Adapter	Evaluates	Scorer Name
`PhoenixHallucination`	Hallucination detection via Phoenix	`phoenix.hallucination`
`PhoenixToxicity`	Toxicity scoring via Phoenix	`phoenix.toxicity`
`PhoenixQACorrectness`	Q&A correctness via Phoenix	`phoenix.qa_correctness`
`PhoenixSummarization`	Summarization quality via Phoenix	`phoenix.summarization`

Usage Example

from flowyml.evals import evaluate, PhoenixHallucination, PhoenixQACorrectness

result = evaluate(
    data=qa_golden_set,
    scorers=[PhoenixHallucination(), PhoenixQACorrectness()],
)

Using All Adapters Together

You can combine scorers from any framework in a single evaluation:

from flowyml.evals import (
    evaluate,
    Relevance,                  # Built-in GenAI scorer
    DeepEvalHallucination,      # DeepEval adapter
    RagasFaithfulness,          # RAGAS adapter
    PhoenixQACorrectness,       # Phoenix adapter
)

result = evaluate(
    data=golden_set,
    scorers=[
        Relevance(),
        DeepEvalHallucination(),
        RagasFaithfulness(),
        PhoenixQACorrectness(),
    ],
    experiment="cross_framework_eval",
)

Creating Custom Adapters

Wrap any third-party scorer by implementing the Scorer protocol:

from flowyml.evals import Scorer, ScorerFeedback, ScorerType

class MyCustomAdapter(Scorer):
    """Adapter for my-custom-eval-library."""
    name = "custom.my_metric"
    description = "Custom evaluation metric from my library"
    scorer_type = ScorerType.GENAI

    def score(self, *, inputs=None, outputs=None, context=None, **kwargs) -> ScorerFeedback:
        # Call your external evaluator
        raw_score = my_external_lib.evaluate(
            question=inputs.get("query", ""),
            answer=outputs,
            context=context,
        )
        return ScorerFeedback(
            value=raw_score,
            passed=raw_score > self.threshold,
            reason=f"Score: {raw_score:.2f}",
        )

# Register globally (optional)
from flowyml.evals.scorers import register_scorer
register_scorer("custom.my_metric", MyCustomAdapter)

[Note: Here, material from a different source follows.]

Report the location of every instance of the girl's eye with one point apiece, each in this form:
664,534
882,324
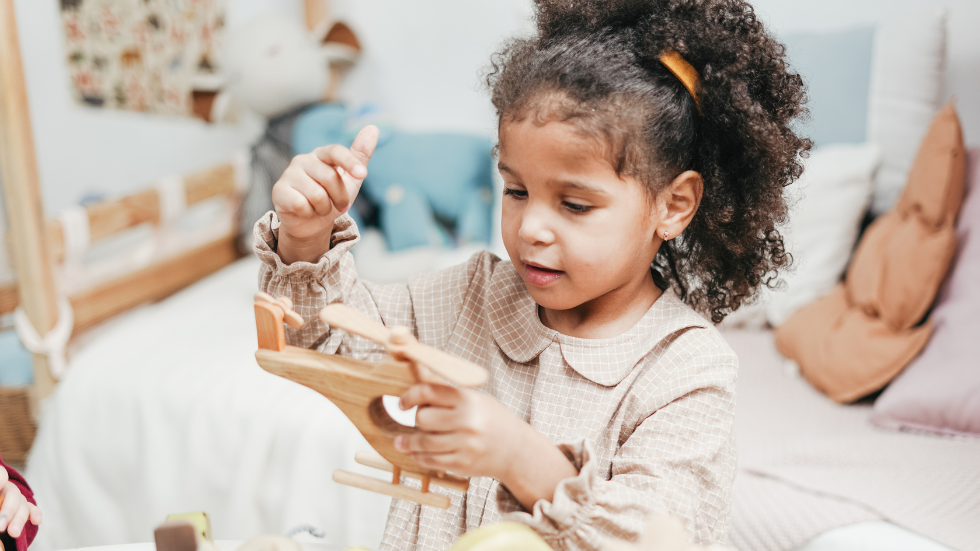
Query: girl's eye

Discovering Available Scorers

from flowyml.evals.scorers import list_scorers

# List all registered scorers
for scorer in list_scorers():
    print(f"{scorer['name']:30s} ({scorer['type']}) — {scorer['description']}")

# Filter by type
genai_scorers = list_scorers(scorer_type="genai")

Best Practices

Start with built-in scorers

FlowyML's built-in Relevance, Faithfulness, and Toxicity scorers require no extra dependencies. Add adapter scorers when you need specialized metrics.

Use get_scorer() for dynamic selection

from flowyml.evals.scorers import get_scorer
scorer = get_scorer("deepeval.hallucination")  # By name

Adapter dependencies

Each adapter requires its upstream library to be installed. Install only what you need: pip install deepeval, pip install ragas, or pip install arize-phoenix.